C’est donc sur la base d’une infraction visée par l’action publique et retenue par eux, que les juges d’appel ont accueilli la demande d’indemnisation d’un dommage dont ils ont pu considérer qu’il ne se serait pas produit sans cette infraction.
Le moyen ne peut, dès lors, être accueilli.
2. l’étendue du dommage :
Le jugement alloue une indemnité provisionnelle, réserve le surplus et ajourne sine die l’examen des suites de la cause.
Pareille décision n’est pas définitive au sens de l’article 420, alinéa 1er, du Code d’instruction criminelle, et est étrangère aux cas visés par le second alinéa de cet article.
Le pourvoi est irrecevable.
PAR CES MOTIFS,
LA COUR
Rejette le pourvoi ;
Condamne la demanderesse aux frais.
Lesdits frais taxés à la somme de quatre-vingts euros nonante et un centimes dus.
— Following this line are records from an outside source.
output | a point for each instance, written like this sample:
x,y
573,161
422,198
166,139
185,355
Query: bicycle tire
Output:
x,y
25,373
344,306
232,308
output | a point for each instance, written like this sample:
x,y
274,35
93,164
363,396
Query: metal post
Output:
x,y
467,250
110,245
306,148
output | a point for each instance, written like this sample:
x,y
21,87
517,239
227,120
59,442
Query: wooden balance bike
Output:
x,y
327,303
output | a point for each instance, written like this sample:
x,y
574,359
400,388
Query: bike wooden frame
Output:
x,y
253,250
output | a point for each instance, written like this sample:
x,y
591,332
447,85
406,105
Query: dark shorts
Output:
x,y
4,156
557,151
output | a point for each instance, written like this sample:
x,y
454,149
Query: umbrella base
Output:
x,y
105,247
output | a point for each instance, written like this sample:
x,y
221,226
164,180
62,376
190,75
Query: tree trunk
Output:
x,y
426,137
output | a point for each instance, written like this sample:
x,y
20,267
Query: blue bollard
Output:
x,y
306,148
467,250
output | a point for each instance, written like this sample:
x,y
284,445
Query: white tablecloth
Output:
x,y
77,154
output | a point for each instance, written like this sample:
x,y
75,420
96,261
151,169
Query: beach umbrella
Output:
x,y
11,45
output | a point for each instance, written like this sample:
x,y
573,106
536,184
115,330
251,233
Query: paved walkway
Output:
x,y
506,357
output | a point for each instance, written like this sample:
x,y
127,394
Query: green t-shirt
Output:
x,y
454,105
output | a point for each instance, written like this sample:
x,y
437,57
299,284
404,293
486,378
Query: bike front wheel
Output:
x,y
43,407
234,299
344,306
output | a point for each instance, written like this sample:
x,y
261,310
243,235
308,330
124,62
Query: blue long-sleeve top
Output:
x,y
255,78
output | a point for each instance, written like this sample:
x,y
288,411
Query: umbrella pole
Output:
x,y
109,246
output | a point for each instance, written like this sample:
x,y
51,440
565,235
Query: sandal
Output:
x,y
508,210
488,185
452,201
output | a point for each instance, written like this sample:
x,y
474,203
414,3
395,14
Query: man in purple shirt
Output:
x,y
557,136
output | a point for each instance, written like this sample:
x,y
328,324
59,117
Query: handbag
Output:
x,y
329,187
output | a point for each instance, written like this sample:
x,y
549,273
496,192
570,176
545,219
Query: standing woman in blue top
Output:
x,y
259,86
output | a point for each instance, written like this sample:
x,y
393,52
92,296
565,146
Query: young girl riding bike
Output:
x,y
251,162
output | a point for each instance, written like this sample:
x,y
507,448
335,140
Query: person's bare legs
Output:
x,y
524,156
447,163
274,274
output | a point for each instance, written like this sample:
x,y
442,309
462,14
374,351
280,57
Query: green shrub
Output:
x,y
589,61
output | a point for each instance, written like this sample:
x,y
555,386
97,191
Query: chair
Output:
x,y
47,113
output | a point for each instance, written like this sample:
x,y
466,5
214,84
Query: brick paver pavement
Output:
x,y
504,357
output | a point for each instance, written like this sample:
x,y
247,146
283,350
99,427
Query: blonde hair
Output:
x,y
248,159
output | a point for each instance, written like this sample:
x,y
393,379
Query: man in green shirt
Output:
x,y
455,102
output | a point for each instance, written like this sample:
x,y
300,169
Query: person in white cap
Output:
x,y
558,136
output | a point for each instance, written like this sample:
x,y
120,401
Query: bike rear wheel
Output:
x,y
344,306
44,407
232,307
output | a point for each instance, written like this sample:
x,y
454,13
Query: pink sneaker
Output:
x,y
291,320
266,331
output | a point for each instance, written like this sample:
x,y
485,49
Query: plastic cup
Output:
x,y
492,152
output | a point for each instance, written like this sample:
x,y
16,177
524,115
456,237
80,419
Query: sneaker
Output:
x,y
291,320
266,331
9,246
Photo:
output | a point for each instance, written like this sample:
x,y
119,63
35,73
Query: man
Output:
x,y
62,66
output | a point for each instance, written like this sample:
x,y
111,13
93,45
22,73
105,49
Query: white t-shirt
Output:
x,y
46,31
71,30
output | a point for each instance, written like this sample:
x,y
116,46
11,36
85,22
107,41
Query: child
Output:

Ainsi jugé par la Cour de cassation, deuxième chambre, à Bruxelles, où siégeaient le chevalier Jean de Codt, président de section, Tamara Konsek, François Stévenart Meeûs, Ignacio de la Serna et Simon Claisse, conseillers, et prononcé en audience publique du huit janvier deux mille vingt-cinq par le chevalier Jean de Codt, président de section, en présence de Michel Nolet de Brauwere, premier avocat général, avec l’assistance de Patricia De Wadripont, greffier.